The interpretation of dreams is most commonly associated with 20th-century psychoanalysis and its most eminent early practitioners, Sigmund Freud and Carl Jung. They regarded dreams as the intermediary between the unconscious and conscious mind, a tool to unlock the secrets of the human psyche. However, some 1800 years before psychoanalysis, dreams were interpreted as supernatural or divine communication with oracular potency. Among the Wellcome Library's holdings is a late-16th-century Latin manuscript of the earliest major work about dreams, 'Oneirocritica' or 'The Interpretation of Dreams', written by the Greek diviner Artemidorus in the 2nd century CE. The association of dreams with divine revelation and other occult phenomena such as spiritual and visionary apparitions continued to be widespread for centuries. The early-17th-century 'Traité de la Physionomie, de la Chyromancie, de la Métoposcopie, et de l'Onirodytique', attributed to the physician Maurice Froger, deals with several types of divination, including dream interpretation, chiromancy (palm-reading) and metoscopy (divination by reading the lines of the forehead). A later 17th-century treatise on dreams and visions by Thomas Tryon (published under his pseudonym Philotheos Physiologus), in the Rare Books Collection, examines “nocturnal representations” and “communications both of good and evil angels as also departed souls”. Tryon argues that dreams are affected by the dreamer's constitution, the diet and the flux of the planets, and derive from evil spirits, good spirits or extraordinary visions from God.
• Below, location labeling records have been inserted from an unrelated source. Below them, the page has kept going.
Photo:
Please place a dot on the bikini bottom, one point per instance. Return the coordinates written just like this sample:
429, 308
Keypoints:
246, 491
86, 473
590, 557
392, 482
An 18th-century work in the Rare Books Collection, 'Visits from the world of spirits, or, Interesting anecdotes of the dead ... Being an impartial survey of the most remarkable accounts of apparitions, dreams, ghosts, spectres, and visions', discusses apparitions in dreams and cites well-known biblical examples of prophetic dreams as incontrovertible evidence of the phenomenon. By way of unfortunate anecdotes, such as an army soldier who dismissed his dream-apparition and later died in consequence, the author warns us to ignore “the notices of the invisible world” at our peril.
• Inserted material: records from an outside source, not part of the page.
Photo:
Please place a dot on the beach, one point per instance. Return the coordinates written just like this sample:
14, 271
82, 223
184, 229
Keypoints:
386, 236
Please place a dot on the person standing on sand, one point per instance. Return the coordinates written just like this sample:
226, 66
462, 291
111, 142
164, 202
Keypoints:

However, some notes of scepticism were sounded about the claims of dreams' revelatory power, perhaps none more vociferous than by Henry Howard, Earl of Northampton (1540-1614). In the early 17th century, he wrote an attack on astrology and false prophesying entitled 'A defensative against the poyson of supposed prophecies…'. He attacked the notion that dreams might contain revelations and condemned those that “mistake the shadows of the night, which last no longer than the print of our faces in a glass, for the tables of divine intelligence”.

A number of the Library's archives relate to the modern psychoanalytic practice of dream interpretation. The papers of renowned therapist Melanie Klein include dream analysis from numerous case studies as well as notes on the dreams of depressive patients. The extensive archive of Edward Fyfe Griffith, a general practitioner and analytical psychologist, contains a wealth of material on dream symbolism. In 1947 he underwent Jungian psychoanalysis, during which he kept a 'dream diary' that was subsequently written up in narrative form and published as 'Thraxis'. His archive includes the original annotated typescript notes of those dreams, as well as extensive material for a project entitled 'For Studies in the Symbolism of Dreams', including interpretation of dream motifs, patients' case studies and material from his unpublished dictionary of dream symbolism.

The urge to represent dreams in visual form has acted as a rich source of inspiration to artists, and many such examples can be seen in the Library's Paintings, Prints and Drawing collection. These include a nightmarish etching by Francesco Goya from his series 'Los Caprichos', entitled 'The Sleep of Reason Produces Monsters'; Albrecht Dürer's engraving 'The Sleeping Doctor', seemingly warning against the dangers of idleness; and Jean-Pierre Simon's early-19th-century engraving of a young woman asleep with a grotesque devil sitting on her chest, symbolising her nightmare. Well-known biblical dream-visions also number in the collection: a delightful 16th-century woodcut and an early 18th-century etching by Joseph Goupy represent Jacob's dream of the ladder of angels; Abraham's nightmarish vision of fire described in Genesis is depicted in a late-17th-century etching by Michael Van der Gucht; and in an exquisite late-18th-century engraving by François Morel, an angel is depicted speaking to Joseph in a dream, warning him to flee to Egypt.